Wine: Sake - clear and unfiltered
Food: Miso-marinated broiled salmon (1), soy-braised hijiki and carrots (2), tosa sea salad (3), miso soup (4), field greens with ginger dressing (5), and rice.
We know nothing about sake, but it hardly seemed appropriate to have regular wine with this dinner. We remembered liking the cloudy, unfiltered sake when we tried it with Margo, but we picked up some clear stuff to be safe. It’s a good thing too; George liked her unfiltered so much that I had to drink it for her. Actually, she didn’t finish her clear sake either. Poor me. The unfiltered was noticeably sweeter than the clear, and that’s pretty much the limit of my ability to characterize it. Apparently you can’t just grab two random bottles of sake from the shelf. I’ll just have to “study” more.

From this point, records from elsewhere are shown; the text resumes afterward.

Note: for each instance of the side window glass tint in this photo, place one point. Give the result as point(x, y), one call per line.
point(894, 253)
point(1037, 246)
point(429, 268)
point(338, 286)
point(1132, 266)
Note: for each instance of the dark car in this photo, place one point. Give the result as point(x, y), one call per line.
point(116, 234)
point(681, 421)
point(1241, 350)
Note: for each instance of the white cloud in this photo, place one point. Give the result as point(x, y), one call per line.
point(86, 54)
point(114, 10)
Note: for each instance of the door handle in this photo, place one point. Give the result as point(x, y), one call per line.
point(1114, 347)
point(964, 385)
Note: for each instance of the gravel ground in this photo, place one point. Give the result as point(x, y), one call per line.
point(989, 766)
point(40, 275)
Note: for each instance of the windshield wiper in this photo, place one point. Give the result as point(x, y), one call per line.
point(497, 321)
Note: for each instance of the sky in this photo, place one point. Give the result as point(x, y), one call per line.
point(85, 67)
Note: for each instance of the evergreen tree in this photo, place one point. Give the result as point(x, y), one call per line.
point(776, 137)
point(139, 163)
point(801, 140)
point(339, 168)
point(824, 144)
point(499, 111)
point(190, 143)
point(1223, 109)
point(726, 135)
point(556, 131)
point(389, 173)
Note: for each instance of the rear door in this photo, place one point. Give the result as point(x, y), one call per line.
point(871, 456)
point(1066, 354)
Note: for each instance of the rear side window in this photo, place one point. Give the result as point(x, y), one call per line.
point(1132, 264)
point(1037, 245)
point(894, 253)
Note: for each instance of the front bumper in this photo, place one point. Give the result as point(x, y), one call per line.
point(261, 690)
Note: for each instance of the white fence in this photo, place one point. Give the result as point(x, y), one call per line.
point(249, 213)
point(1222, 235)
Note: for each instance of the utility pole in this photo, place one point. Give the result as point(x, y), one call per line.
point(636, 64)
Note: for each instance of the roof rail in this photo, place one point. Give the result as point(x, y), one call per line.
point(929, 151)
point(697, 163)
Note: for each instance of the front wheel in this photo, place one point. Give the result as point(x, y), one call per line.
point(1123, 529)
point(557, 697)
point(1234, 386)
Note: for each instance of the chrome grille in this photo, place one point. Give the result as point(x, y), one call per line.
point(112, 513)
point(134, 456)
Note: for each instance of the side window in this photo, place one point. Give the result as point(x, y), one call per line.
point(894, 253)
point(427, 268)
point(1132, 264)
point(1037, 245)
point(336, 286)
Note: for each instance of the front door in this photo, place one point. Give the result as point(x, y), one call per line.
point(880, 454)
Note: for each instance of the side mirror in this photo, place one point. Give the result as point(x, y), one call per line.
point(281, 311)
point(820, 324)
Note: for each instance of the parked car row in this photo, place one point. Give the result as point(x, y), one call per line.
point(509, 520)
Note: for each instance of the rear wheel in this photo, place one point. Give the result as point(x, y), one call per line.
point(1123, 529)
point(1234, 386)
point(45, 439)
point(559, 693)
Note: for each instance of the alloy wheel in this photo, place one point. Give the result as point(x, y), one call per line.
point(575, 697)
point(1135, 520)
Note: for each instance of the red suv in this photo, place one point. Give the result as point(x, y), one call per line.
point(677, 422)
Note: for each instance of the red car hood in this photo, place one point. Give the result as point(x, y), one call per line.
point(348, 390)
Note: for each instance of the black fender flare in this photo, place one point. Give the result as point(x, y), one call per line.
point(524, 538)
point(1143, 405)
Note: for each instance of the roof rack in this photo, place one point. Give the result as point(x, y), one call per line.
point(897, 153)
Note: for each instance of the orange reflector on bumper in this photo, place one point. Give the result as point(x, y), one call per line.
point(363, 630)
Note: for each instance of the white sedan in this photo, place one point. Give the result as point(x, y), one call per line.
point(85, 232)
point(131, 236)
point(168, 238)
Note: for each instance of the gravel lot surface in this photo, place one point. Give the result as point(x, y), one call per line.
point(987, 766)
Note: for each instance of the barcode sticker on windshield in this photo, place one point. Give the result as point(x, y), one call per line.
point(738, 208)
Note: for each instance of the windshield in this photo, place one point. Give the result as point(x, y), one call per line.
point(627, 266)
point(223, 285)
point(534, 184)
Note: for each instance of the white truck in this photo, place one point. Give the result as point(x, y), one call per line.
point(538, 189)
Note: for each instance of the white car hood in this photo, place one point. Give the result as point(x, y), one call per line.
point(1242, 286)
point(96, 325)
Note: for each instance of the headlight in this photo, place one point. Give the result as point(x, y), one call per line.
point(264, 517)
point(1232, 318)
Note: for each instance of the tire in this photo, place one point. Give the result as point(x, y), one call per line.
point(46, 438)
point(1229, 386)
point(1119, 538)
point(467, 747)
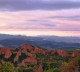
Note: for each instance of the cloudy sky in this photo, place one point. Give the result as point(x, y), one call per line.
point(40, 17)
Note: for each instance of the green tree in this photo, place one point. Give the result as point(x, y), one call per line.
point(6, 67)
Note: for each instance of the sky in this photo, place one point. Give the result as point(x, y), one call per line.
point(40, 17)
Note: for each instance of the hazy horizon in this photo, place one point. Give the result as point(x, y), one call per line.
point(40, 17)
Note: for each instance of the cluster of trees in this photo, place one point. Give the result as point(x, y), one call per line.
point(70, 66)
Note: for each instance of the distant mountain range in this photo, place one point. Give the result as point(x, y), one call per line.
point(50, 42)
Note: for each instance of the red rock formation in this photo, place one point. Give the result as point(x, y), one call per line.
point(17, 56)
point(27, 47)
point(6, 52)
point(39, 69)
point(62, 53)
point(30, 60)
point(76, 54)
point(38, 50)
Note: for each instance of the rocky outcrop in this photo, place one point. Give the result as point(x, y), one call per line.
point(6, 52)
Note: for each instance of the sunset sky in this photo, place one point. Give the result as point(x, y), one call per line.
point(40, 17)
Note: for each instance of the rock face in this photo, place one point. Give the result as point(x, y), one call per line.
point(6, 52)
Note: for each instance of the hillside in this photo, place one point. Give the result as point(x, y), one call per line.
point(48, 42)
point(35, 58)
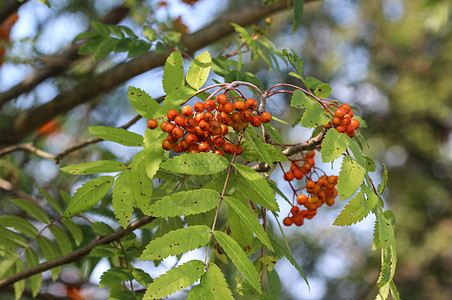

The food was a far greater success. We stuck to a traditional Japanese theme: several small, artfully prepared dishes centered around fish and sea vegetables. If we wanted to be truly authentic we would have used only seasonal ingredients. Here in SoCal, everything is always in season. The salmon, which marinated in miso and mirin, was pleasently sweet and salty, and charred just enough to caramelize. The hijiki (some sort of sea vegetable popular in Japan) was the most time consuming thing to prepare, but it was the most Japanese tasting dish on the table. The tosa sea salad consisted of Japanese cucumber, wakame (sea alga), radish sprouts, and homemade Japanese vinagrette. We livened up the miso soup with some tofu, enoki mushrooms, wakame, and a Japanese fish sauce.
If you’re interested in making this kind of food, we highly recommend the book Washoku: Recipes from the Japanese Home Kitchen. It explains everything in great detail. The first section of the book familiarizes you with the ingredients used in the recipes, so cooking is more than just blindly following directions. In that sense, it’s somewhat like I’m Just Here for the Food, another fantastic book to have in the kitchen.